Damodaran states in "Investment Valuation" that a good proxy for the risk-free rate in a country would be it long term growth rate. What about Brazil's interest rate of more than 10% (considering Brazil has been growing at about 5%) and China's much lower interest rate (while it's expected growth rate is higher than Brazil's)?
See the interest rate you are talking is something else that is it is related to the deposit rate or, you can say the bond's yield rate. And the growth rate of a country is different entity. See Brazil has an interest rate of 10% and growth rate is 5% while China which is developing more rapidly than Brazil has interest rate of 6.5% (lower than Brazil) and growth rate higher. Here you have to consider the inflationary rate of both the countries. China has inflationary rate of 6% while Brazil has inflationary rate of 7% it means that the value of Brazilian Currency is depreciating more rapidly than that of Chinese Currency. In short last year you were able to purchase 1 unit of any commodity at a price of let us say $ 100 but this year the same commodity is worth $ 107. Simmilarly in China you might have purchased the same commodity at a price of $ 100 ( last year) while this year you can purchase it by paying just $ 106 which is less than the price that you will require to pay in Brazil.
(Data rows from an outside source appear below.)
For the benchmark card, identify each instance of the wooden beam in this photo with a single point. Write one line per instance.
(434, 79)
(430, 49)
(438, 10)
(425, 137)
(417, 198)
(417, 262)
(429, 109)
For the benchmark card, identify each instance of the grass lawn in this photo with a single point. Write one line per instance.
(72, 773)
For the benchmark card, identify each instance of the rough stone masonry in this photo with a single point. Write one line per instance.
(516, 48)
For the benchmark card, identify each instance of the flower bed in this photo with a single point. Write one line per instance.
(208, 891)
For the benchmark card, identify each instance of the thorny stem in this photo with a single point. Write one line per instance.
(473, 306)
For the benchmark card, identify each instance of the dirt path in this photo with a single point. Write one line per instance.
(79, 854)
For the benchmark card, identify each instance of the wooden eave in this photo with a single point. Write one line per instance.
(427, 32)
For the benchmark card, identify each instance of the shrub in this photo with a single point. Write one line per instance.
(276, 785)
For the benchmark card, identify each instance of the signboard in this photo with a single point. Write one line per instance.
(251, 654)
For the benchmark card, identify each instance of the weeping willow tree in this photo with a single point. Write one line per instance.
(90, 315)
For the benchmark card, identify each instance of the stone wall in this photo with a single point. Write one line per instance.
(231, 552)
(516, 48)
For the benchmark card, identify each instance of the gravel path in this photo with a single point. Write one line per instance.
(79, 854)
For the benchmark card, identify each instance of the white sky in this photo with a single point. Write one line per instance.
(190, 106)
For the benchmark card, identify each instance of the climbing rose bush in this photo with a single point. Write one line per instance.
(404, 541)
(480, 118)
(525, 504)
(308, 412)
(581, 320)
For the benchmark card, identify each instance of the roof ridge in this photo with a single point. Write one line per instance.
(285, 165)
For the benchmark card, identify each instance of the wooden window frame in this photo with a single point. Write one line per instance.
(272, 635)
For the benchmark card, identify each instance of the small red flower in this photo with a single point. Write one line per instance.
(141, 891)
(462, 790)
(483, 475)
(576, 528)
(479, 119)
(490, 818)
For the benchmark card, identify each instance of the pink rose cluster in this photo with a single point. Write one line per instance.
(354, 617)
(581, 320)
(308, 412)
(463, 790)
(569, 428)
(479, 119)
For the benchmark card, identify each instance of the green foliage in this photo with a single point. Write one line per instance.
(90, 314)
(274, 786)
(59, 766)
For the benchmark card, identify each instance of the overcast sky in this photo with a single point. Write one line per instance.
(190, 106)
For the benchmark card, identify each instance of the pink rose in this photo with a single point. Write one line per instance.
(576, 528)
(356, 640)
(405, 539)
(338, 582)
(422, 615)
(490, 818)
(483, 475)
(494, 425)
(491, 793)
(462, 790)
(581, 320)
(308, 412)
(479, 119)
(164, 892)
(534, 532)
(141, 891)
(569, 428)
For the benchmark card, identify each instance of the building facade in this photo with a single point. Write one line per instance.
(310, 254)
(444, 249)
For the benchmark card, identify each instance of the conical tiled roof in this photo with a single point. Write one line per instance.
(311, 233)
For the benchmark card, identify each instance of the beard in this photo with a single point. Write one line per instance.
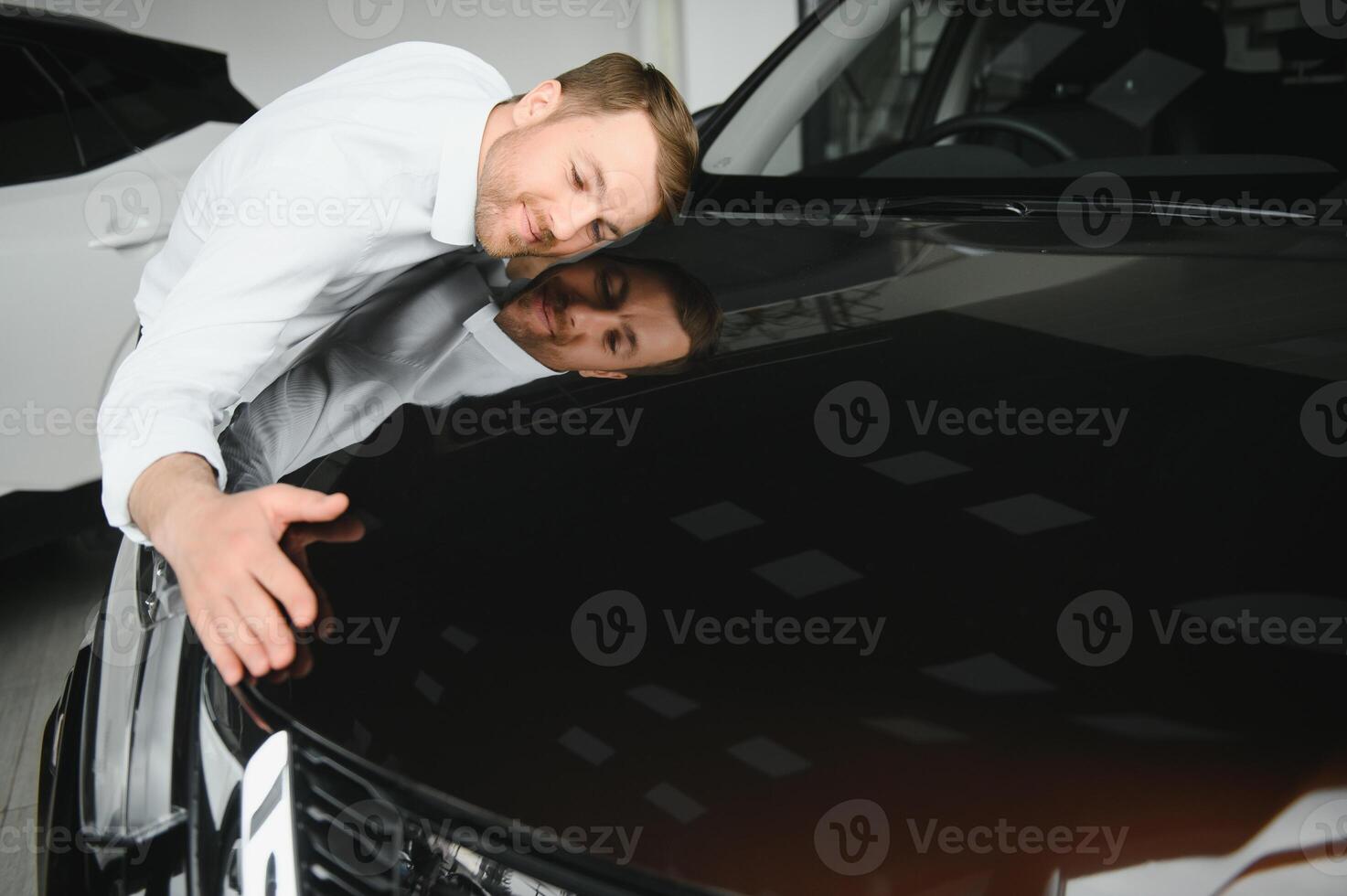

Actually the interest rate is dependent on the Time Value of Money. Normally due to inflation it is said that with time the value of money decreases. Hence, due to high inflationary rate Brazil has a higher interest rate than China.
andre, the growth to which you refer is the real growth. Damodaran states in "Investment Valuation" that a good proxy for the (NOMINAL) long term growth rate is the (nominal) risk-free rate in a country. Therefore, multiply that growth of 5% by (1+CPI ) and compare it with the nominal yields, indeed, check out how it works.